I have downloaded the gml file which contains the dolphins social network.

Some time ago I did some analysis on that network running python 3.4 and networkx 1.9 on a a Windows7 machine, but now I am running on a Arch linux machine (with the same version of python but with networkx 1.10) and found an issue when tried to read the file.

This is the code used to read the file:

import networkx as nx
nx.read_gml("dolphins.gml")

And this is the stack trace of the error:

Traceback (most recent call last):
File "<stdin>", line 1, in <module>
File "<string>", line 2, in read_gml
File "/usr/lib/python3.4/site-packages/networkx/utils/decorators.py",line 220, in _open_file
result = func(*new_args, **kwargs)
File "/usr/lib/python3.4/site-packages/networkx/readwrite/gml.py", line 210, in read_gml
G = parse_gml_lines(filter_lines(path), label, destringizer)
File "/usr/lib/python3.4/site-packages/networkx/readwrite/gml.py", line 383, in parse_gml_lines
graph = parse_graph()
File "/usr/lib/python3.4/site-packages/networkx/readwrite/gml.py", line 372, in parse_graph
curr_token, dct = parse_kv(next(tokens))
File "/usr/lib/python3.4/site-packages/networkx/readwrite/gml.py", line 323, in tokenize
(line[pos:], lineno + 1, pos + 1))
networkx.exception.NetworkXError: cannot tokenize 'graph' at (1, 1)

Are you able to read the file?
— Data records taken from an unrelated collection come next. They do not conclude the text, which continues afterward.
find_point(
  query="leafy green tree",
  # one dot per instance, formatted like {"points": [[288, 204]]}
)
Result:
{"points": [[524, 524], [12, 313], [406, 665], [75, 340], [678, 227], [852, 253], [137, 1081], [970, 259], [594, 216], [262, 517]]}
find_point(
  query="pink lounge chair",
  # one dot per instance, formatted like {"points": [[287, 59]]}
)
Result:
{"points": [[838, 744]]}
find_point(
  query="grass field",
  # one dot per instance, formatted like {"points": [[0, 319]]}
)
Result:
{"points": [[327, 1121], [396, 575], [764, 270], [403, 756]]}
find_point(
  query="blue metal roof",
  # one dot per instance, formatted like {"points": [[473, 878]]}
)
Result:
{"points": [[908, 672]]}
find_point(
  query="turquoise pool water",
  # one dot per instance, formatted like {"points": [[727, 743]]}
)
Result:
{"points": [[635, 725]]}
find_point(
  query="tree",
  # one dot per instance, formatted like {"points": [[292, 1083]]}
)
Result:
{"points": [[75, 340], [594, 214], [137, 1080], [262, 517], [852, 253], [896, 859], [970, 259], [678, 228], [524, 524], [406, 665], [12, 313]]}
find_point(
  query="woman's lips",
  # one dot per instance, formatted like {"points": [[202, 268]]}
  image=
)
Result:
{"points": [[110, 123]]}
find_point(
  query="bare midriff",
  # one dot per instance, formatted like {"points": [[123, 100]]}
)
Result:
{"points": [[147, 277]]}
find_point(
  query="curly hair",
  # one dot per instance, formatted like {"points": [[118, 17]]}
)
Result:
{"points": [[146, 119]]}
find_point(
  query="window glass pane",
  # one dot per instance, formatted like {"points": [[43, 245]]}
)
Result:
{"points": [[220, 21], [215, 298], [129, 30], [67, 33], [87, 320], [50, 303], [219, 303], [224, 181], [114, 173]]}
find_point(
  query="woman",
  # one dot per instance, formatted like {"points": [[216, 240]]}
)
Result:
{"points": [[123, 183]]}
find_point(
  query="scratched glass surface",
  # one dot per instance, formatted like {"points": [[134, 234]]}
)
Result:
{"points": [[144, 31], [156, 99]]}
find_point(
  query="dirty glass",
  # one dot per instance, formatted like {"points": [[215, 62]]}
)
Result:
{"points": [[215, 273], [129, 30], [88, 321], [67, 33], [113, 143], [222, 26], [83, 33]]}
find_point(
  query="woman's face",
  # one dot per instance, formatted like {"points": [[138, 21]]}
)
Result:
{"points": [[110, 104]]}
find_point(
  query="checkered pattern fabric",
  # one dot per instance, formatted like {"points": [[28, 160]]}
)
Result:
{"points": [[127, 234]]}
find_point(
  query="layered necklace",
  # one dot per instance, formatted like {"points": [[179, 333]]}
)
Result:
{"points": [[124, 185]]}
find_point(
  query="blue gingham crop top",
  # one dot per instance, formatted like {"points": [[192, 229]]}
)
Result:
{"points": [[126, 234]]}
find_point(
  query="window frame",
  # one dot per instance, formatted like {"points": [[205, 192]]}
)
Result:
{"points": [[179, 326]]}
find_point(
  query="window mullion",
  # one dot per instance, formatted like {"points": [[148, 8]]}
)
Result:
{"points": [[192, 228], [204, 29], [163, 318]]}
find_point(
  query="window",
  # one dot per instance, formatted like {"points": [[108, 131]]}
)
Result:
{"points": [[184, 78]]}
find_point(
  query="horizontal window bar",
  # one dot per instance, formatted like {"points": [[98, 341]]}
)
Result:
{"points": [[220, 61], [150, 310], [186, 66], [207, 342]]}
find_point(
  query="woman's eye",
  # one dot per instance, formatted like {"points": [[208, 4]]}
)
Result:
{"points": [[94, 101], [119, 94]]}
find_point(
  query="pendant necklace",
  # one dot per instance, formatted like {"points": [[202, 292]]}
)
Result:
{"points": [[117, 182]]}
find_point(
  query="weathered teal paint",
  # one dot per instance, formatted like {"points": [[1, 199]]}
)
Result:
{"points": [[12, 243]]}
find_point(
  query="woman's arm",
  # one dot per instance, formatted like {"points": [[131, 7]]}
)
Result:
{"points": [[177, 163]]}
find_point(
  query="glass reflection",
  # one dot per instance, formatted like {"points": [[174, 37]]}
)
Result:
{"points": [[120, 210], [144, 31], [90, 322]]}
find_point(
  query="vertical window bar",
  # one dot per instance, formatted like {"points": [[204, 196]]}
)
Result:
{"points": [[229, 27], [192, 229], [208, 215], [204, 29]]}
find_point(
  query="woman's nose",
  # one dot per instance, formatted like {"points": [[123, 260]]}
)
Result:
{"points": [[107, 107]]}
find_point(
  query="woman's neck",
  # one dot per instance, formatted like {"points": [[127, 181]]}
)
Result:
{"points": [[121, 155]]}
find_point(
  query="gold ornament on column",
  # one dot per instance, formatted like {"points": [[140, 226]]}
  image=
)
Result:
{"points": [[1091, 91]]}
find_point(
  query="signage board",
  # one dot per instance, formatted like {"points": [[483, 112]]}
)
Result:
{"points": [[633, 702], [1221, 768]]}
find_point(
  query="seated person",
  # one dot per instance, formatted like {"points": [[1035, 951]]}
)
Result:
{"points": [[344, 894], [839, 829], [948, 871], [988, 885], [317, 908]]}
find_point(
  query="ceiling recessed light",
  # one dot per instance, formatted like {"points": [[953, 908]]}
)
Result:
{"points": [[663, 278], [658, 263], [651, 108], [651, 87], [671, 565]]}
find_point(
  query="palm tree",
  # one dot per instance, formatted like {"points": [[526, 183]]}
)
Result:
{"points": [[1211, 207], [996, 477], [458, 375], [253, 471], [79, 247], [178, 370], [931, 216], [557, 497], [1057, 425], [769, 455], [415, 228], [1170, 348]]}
Someone has experienced a simmilar issue? or knows what is generating the error?

Thank you in advance!

回答1:

In the newer versions of networkx, the gml file should follow a more specific format. The problem with the dolphins.gml is that there should not be any carriage return before the open square brackets. For example:

Wrong format:

graph 
[
  directed 0
  node 
  [
    id 0
    label "Beak"
  ]
  .
  .
  .

Correct format:

graph [
  directed 0
  node [
    id 0
    label "Beak"
  ]
  .
  .
  .

It does not care about how many spaces there are before the square bracket as long as there is more than one and there is no carriage return.

What I ended up doing was using regular expression to get rid of the white spaces before the opening square brackets. The following regex worked for me:

\s+\[

and just replace it with " [". There has to be at least one space before the bracket.

Also keep in mind that every node has to have a unique label.

Hope it helped.



回答2:

It worked by downgrading the networkx version from 1.10 to 1.9.1.

Hope this answer can help someone else.